Filmed on the set of Hogan's Heroes (1965). The series had already been cancelled, and, on learning that the movie had the camp being burned down at the end, the set was given over to save the cost of demolition.
Shot in nine days.
The film was twice rejected for a UK cinema certificate by the BBFC.
Very loosely based on the life of Ilse Koch (known as "The Bitch of Buchenwald"), the wife of the SS commandant of the Nazi extermination camps of Buchenwald and Majdanek during World War II. She was infamous for her sadistic treatment of prisoners, including selecting ones with unique tattoos, having them murdered, sometimes even killing them herself, then skinned, and then after which have lampshades made from the tattooed skin. She was arrested after the war, tried for crimes against humanity, and sentenced to life in prison. She committed suicide in her cell in 1967.
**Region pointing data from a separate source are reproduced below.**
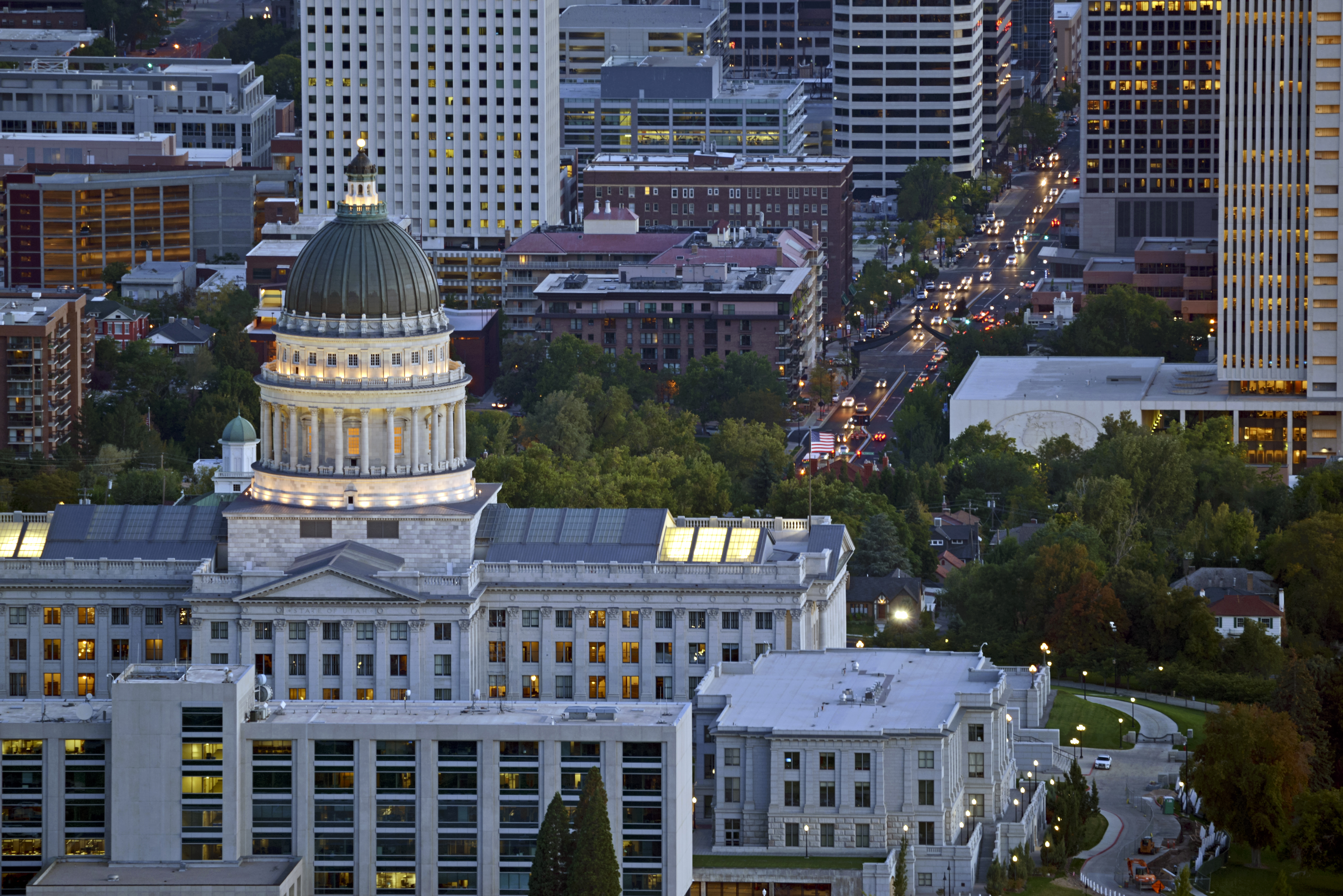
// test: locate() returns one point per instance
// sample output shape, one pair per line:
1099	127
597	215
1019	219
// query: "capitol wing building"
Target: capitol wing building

To play Ilsa the creative team found Dyanne Thorne, an actress who had worked with the legendary teacher Stella Adler, who recommended Thorne for her first film, a 1965 short called Encounter, which also was Robert De Niro's first onscreen credit. However by the mid-1970's, Thorne was struggling, forced to take a day job as a chauffeur. She was in her chauffeur's get-up when she showed up for the Ilsa audition; she got the part two days later. "When I read the original script I was appalled," Thorne said in 2009. "It was just awful. But this was typical of the 1970's. Sometimes you'd just get a script outline, make yourself available, and then everything would get filled in later. So I was a little worried initially signing on, but a friend at the time told me that he knew [director] Don Edmonds personally and that I shouldn't worry 'cause I would be in good hands."